Dolby Chadwick Gallery is pleased to announce Zero Gravity, a solo exhibition of new works by Tom Lieber. The paintings to be exhibited will offer viewers the opportunity to appreciate and compare several of the artist’s recent creative trajectories.

The first cohort of abstract paintings spotlights Lieber’s interest in linear mark making. In Thick Gray Shield (2014) and Ochre Sprout (2013), for example, overlapping lines unravel across the canvas in spontaneous bursts of seemingly sourceless energy. Lieber started this particular body of work last summer after deciding to revisit a handful of older paintings. The process of going back in and adding new linear structures over the flatter, more diffuse underpaintings provided a fresh direction for these otherwise unfinished works. More specifically, Lieber’s interventions allowed him to move beyond his primary emphasis on color and tonal contrasts and instead explore contrasts between areas of differing weight, precision, depth, and scale. How do these spaces, conceived of in three-dimensional terms, interact with and impact one another?

Despite Lieber’s newfound emphasis on spatial diversity, relationships between color continue to play a central role in his paintings. When Lieber first moved to Los Angeles from Kauai several years ago, he found it difficult to adjust to life in the city. Its negative characteristics—the runaway affluence, waste, and pollution—overwhelmed his perspective for upwards of a year until he was able to embrace a more optimistic outlook. “Split” paintings such as Black/White Center (2013) act as a proxy for this transition. Here, lines of color produce different effects as they move from the black half to the white half of the compositions. The intensity and richness of the color against the black background proved especially illuminating for Lieber in that it solidified his belief in the value of experiencing moments of darkness.

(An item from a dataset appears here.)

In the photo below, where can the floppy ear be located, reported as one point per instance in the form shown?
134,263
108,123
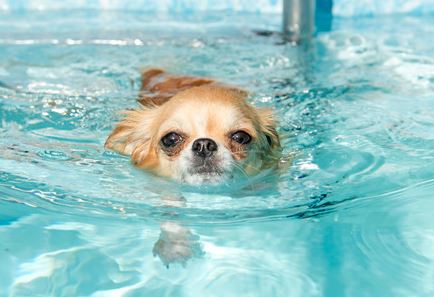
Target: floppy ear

The structural underpaintings of these aforementioned works are similar to those found in a third group that emphasizes weightier, more independent forms. Many of these forms are spade-like in shape, reminiscent of a human torso or the silhouette of a tree mushrooming toward sunlight. Their curved flights parallel Lieber’s interest in the act of dropping and rebounding in the way a surfer cascades down, through, and back up the barrel of a wave. The physical experience of dropping offers an intense thrill, but also a sense of peace produced by the feeling of weightlessness. When Lieber paints, he attempts to occupy a mental space akin to dropping wherein he’s both in the heart of the energy but also detached, enabling him the freedom and confidence to respond to the balance of his mark making as he works.

Tom Lieber was born in St. Louis, Missouri, in 1949. He earned his B.F.A. in 1971 followed by his M.F.A. in 1974 from the University of Illinois. In addition to showing across North America and Europe, his work can be found in the permanent collections of the San Francisco Museum of Modern Art; the Guggenheim Museum of Art, New York; the Metropolitan Museum of Art, New York; the Museum of Contemporary Art, Los Angeles; and the Tate Gallery, London. In 1975, Lieber was honored with a grant from the National Endowment of the Arts. This will be Lieber’s third solo exhibition at the Dolby Chadwick Gallery.